The region was so fresh, it was so new to not have a Gym Leader to face, instead facing various different trials. They all made you do something a bit different, all leading up to a climactic battle with a Totem Pokemon. I guess they were our new ‘gym leaders’, despite their lack of a real trainer.

The characters were so fresh and memorable. I cared so much about Lillie as she grew closer to us in the game. She grew with us, we watched her go from being timid and unsure to gaining confidence in herself and making so many great friends on her own journey.

She takes the responsibility to help her neglectful and generally not so great mother, after she is left injured by the Ultra Beasts. She was probably the best character development we’ve seen in a Pokemon Game.

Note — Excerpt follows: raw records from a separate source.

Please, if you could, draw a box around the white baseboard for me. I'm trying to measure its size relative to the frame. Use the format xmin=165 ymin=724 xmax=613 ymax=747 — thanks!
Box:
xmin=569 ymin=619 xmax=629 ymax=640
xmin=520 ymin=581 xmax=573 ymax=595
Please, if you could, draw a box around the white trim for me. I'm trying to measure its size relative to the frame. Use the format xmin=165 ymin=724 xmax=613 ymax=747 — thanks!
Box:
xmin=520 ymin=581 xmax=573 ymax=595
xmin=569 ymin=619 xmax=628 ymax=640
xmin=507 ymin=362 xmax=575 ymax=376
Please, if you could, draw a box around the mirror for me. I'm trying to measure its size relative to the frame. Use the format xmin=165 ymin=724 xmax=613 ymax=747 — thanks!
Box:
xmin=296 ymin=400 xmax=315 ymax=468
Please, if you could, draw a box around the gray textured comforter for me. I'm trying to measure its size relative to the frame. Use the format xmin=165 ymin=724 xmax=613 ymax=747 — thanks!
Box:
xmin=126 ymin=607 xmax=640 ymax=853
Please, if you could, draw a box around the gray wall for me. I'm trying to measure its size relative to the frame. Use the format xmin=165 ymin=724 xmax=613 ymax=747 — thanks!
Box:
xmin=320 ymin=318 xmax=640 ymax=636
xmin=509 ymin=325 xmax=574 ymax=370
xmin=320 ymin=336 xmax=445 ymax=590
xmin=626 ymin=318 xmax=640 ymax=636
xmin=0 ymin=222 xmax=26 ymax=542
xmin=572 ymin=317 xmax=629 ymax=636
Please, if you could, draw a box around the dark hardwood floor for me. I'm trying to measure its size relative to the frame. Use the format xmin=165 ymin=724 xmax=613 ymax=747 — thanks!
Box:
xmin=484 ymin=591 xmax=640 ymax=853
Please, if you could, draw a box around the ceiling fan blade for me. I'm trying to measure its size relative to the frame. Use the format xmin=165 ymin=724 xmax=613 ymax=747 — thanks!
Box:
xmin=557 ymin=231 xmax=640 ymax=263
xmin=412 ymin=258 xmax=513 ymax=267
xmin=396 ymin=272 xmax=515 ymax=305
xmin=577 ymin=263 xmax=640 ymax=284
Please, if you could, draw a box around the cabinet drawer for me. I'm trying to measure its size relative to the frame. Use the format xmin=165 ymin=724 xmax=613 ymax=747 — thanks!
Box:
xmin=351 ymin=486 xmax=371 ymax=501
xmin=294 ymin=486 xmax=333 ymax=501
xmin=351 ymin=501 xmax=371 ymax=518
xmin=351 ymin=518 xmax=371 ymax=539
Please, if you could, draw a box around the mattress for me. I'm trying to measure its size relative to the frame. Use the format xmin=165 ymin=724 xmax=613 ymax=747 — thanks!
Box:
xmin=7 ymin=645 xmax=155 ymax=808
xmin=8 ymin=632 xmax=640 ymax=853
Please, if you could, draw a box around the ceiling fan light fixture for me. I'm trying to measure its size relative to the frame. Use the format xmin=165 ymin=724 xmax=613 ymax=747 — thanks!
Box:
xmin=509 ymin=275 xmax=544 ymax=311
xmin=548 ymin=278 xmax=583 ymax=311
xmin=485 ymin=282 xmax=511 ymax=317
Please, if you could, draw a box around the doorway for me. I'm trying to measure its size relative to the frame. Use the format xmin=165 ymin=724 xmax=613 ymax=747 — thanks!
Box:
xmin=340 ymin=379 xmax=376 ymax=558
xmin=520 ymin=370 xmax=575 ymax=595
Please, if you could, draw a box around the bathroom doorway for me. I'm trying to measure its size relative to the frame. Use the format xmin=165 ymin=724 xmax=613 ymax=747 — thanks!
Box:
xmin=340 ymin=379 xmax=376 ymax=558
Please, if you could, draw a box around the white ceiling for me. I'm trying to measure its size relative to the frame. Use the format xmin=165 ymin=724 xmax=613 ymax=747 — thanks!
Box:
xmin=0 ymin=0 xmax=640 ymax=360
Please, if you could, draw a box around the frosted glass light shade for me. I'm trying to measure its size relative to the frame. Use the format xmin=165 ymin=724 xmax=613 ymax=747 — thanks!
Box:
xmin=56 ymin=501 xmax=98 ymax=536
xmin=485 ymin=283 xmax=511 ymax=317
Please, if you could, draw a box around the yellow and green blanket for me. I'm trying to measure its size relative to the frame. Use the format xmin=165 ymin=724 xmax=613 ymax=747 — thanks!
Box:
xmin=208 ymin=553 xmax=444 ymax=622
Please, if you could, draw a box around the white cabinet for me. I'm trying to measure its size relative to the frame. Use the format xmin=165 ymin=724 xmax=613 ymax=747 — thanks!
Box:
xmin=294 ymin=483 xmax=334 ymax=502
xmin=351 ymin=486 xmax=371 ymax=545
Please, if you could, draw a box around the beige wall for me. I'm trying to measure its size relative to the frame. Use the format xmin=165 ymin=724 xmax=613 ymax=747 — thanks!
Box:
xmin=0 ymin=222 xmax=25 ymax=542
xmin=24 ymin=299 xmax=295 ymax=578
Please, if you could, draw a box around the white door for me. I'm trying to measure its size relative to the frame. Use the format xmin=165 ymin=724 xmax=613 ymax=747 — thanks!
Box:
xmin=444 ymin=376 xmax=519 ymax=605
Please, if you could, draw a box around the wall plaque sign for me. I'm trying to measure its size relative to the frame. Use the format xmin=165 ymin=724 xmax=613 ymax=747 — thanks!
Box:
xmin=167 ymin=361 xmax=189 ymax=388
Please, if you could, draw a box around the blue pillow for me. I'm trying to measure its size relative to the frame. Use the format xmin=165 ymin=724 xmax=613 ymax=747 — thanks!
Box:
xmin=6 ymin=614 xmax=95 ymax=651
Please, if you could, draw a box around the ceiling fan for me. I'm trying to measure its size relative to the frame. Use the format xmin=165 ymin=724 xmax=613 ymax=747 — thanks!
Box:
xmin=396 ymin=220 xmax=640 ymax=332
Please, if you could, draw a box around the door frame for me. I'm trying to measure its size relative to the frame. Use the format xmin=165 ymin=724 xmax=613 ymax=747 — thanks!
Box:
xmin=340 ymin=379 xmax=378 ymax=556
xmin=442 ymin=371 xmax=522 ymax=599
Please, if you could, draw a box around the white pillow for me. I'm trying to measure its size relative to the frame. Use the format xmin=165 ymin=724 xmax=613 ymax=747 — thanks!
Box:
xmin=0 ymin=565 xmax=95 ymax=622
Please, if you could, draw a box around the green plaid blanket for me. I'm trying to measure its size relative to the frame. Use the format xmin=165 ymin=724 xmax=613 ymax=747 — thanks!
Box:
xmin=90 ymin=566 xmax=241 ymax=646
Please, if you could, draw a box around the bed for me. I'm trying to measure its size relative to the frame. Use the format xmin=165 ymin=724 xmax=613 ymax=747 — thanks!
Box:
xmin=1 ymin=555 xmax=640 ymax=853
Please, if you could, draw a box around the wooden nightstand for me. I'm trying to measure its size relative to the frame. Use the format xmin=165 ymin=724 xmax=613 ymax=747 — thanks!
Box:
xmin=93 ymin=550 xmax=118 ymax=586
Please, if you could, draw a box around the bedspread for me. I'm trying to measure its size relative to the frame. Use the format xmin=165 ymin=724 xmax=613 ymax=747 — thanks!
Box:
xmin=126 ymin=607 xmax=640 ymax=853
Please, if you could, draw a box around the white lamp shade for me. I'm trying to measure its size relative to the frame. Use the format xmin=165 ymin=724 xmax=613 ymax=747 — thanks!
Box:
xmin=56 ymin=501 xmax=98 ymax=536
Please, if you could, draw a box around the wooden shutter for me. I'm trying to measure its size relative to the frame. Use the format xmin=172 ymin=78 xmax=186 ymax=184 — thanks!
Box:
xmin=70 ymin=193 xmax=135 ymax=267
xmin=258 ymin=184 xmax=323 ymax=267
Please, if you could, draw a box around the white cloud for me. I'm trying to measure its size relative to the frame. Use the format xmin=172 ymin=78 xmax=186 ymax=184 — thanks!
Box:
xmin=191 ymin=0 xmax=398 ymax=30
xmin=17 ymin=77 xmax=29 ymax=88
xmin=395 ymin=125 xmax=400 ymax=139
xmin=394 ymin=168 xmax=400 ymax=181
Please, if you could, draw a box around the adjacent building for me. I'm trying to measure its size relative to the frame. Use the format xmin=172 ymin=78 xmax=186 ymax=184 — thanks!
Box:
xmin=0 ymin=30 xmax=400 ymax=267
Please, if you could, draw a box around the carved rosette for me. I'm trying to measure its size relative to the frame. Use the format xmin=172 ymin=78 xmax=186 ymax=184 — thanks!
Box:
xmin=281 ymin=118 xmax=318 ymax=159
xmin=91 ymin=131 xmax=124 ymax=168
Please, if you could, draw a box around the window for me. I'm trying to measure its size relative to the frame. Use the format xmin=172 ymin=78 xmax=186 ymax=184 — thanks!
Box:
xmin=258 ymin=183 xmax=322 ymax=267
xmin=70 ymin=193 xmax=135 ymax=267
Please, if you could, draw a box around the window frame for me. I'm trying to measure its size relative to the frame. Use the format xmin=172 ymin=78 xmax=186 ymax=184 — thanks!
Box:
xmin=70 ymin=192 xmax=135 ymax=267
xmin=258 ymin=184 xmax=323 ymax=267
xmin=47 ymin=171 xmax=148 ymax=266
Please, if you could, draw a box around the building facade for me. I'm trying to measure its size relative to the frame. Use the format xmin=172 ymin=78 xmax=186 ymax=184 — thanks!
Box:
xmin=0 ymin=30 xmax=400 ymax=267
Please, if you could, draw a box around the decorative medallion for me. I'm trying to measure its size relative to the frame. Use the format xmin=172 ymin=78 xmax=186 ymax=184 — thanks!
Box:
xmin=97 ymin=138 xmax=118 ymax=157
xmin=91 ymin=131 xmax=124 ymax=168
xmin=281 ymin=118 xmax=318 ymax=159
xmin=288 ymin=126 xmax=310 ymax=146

Professor Kukui is my favourite character in the whole franchise, too! I just found him super lovable, loved his energy and encouragement throughout the game. He was very quirky in a few ways, I just enjoyed him in every scene.

All the trial captains had their own great little quirks, love all their designs.

But the human characters aside…

You play Pokemon for the creatures themselves, right?

While not my favourite batch of the monsters, I feel like the Alola region gave us some great Pokemon overall. Mimikyu is one of my favourite Pokemon of all time now! I also love Kommo-o, I only wish it couldn’t get flicked and destroyed by a fairy type. Bewear is another fantastic addition. Fluffy is a fantastic ability and well, in the anime adaption, it’s hilarious.

Not to make this a review of the game, but those are just my reasons for enjoying it so much, for it being my favourite game so far. Video games are something a lot of us play, a lot of us hold them very dearly to our hearts.

We all like different genres, different series and different companies.

But in the end, I feel like the important thing is just enjoying what you enjoy, and sharing that enjoyment with whoever you can.

So… What’s your favourite game?

Fun Con Memories

To take a little break from my writing prompts, I wanted to use the blog, to well, blog! I just want to recall a great memory I had with one of my friends and my mum while we were at a convention together.

We were browsing all the stalls, because they were full of my absolute weaknesses and I couldn’t walk out of there without at least buying something.

My friend Sophie spotted a cute little Iron Man (she adores Iron Man) Funko. She pointed it out and we showed it to my mum, who at first said something about it being a soft toy.

In the loudness of the con we had to stand there and argue with her for a solid minute that it wasn’t a soft toy, it was a plastic vinyl toy and she was just too used to seeing so many plushies. Probably because I was there, oops.

Her realising why we were laughing so much certainly made the whole process worth it, it was a very fun memory.

I’m pretty sure in the very same con, I was dragged onstage of a cosplay contest because of my pikachu onsie… Dragged into the kid’s contest, I might add. I was about 18 at the time. It was extremely embarrassing.

But I got so salty when everyone got their prizes, I could have got a rad Boba Fett figurine but instead I got given a colouring book. That lady with a minor role in Star Wars…

I wasn’t her biggest fan after all that, but it is very funny to look back on. Cons are generally about making fun memories I suppose.

One day it would be really cool to put together an actual cool cosplay, one that I could actually pull off properly. Maybe one day!